Tenho andado a ler o livro de Seixas da Costa «Antes que me Esqueça», em que, para além da insinuação dos muitos almoços e jantares a que o Corpo Diplomático tem de assistir, aborda temas/episódios curiosos sobre as relações entre os diversos países e instituições.

Num dos textos, a que chamou “Demasiada memória” fala da sua missão em Angola na década de 1980: conta alguns problemas que existiam a propósito da liberdade de expressão na imprensa (sempre tão atual!), e termina a falar na importância da nossa Língua, comum a tanta gente. É este trecho que partilho com quem não conhece o livro:

«… À época, os editoriais do Jornal de Angola contra Portugal sucediam-se. A embaixada portuguesa em Luanda optara por não reagir, de modo a que essa catarse mediática não fosse estimulada por um contraditório que se via como de escassa eficácia. Por isso líamos matinalmente essas colunas agressivas e através delas íamos apenas medindo a febre de acrimónia contra Lisboa, esperando que o tempo a atenuasse, como de facto acabou por suceder.

Um dia vi publicado um texto de rara violência, já não sei bem a propósito de quê. Nele se referia que Portugal, como «o miserável país das caravelas decrépitas» era um colonizador frustrado, porque, contrariamente a outros, não deixara em Angola nenhuma herança positiva.

Sem consultar o meu embaixador, tomei a iniciativa de telefonar ao autor do texto. Era um jornalista e escritor de algum mérito, nascido em Portugal (…).

Disse-lhe que tinha lido o seu texto com interesse e queria felicitá-lo pelo mesmo. Do lado de lá da linha a resposta foi a esperada: «Você está a gozar comigo?» Respondi-lhe que não estava e que o artigo, cuja liberdade de apreciação sobre Portugal eu não contestava, comportava, contudo, uma evidente contradição de que ele talvez não se tivesse dado conta, mas que era a única razão do meu telefonema.
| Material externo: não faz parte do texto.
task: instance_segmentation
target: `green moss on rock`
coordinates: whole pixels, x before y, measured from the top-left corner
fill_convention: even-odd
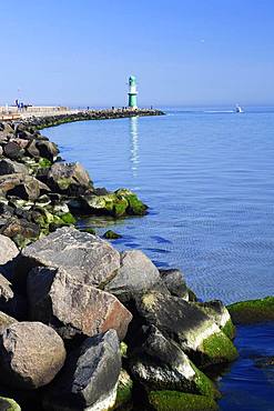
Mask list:
[[[125,370],[121,370],[116,390],[116,401],[113,410],[128,404],[132,399],[133,382]]]
[[[232,320],[237,324],[274,320],[274,297],[236,302],[227,307]]]
[[[103,238],[106,239],[106,240],[116,240],[116,239],[121,239],[121,237],[122,237],[121,234],[118,234],[116,232],[114,232],[112,230],[108,230],[103,234]]]
[[[21,411],[21,407],[18,403],[10,399],[0,397],[0,410],[2,411]]]
[[[203,341],[203,365],[232,362],[239,354],[233,342],[222,331],[213,333]]]
[[[214,399],[221,398],[220,391],[216,389],[213,381],[209,379],[202,371],[200,371],[193,362],[191,362],[191,367],[195,371],[195,384],[199,389],[199,393],[205,397],[211,397]]]
[[[221,328],[223,333],[229,337],[229,339],[233,340],[236,334],[236,328],[233,324],[232,320],[230,319],[224,327]]]
[[[149,402],[156,411],[215,411],[212,398],[177,391],[151,391]]]

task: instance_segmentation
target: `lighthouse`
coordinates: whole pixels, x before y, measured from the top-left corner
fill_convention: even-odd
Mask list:
[[[129,78],[129,107],[131,109],[136,109],[136,78],[134,76],[131,76]]]

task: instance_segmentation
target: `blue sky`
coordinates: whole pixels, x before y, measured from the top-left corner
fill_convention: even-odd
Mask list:
[[[0,104],[274,104],[273,0],[0,1]],[[19,90],[19,91],[18,91]]]

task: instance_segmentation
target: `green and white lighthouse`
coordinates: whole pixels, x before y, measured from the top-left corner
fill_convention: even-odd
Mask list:
[[[134,76],[131,76],[129,78],[129,107],[132,109],[136,109],[136,78]]]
O meu interlocutor estava cada vez mais perplexo. Até pela deliberada cordialidade que atravessava o meu discurso. Pelo que decidi explicar: «O seu artigo, independentemente do conteúdo agressivo contra o meu país, (…), está extremamente bem escrito e exprime, de forma brilhante, uma leitura crítica do comportamento do meu governo. Embora eu não concorde rigorosamente em nada com aquilo que escreveu, quero dizer-lhe que você está no pleníssimo direito de exprimir aquilo que pensa, embora eu imagino o que “por aí iria”se lá em Lisboa, o Diário de Notícias (…) se abalançasse a escrever uma coisa de natureza similar sobre o governo angolano, Mas não é essa hoje a minha questão. O que eu queria sublinha é que o texto está redigido num português exemplar, numa escrita de grande elegância estilística. Ora, você, diz nesse mesmo texto que nada ficou em Angola de herança lusitana! E essa língua em que você escreve tão bem? É uma herança de quem? Ou será que você é capaz de escrever um editorial em quimbundo, em umbundo ou em chócue, que qualquer angolano que saiba ler possa perceber? E em que língua se publica o Jornal de Angola? Que outra língua une hoje politicamente Angola? Esta é ou não é uma herança do tempo colonial?

(…)»

Claro que este texto pode levantar algumas questões relacionadas com a colonização ou as relações bilaterais, mesmo depois da independência; mas a razão por que o trouxe foi por comungar da ideia que nos dá de que, o maior legado que deixámos pelos lugares onde andámos, foi a Língua Portuguesa.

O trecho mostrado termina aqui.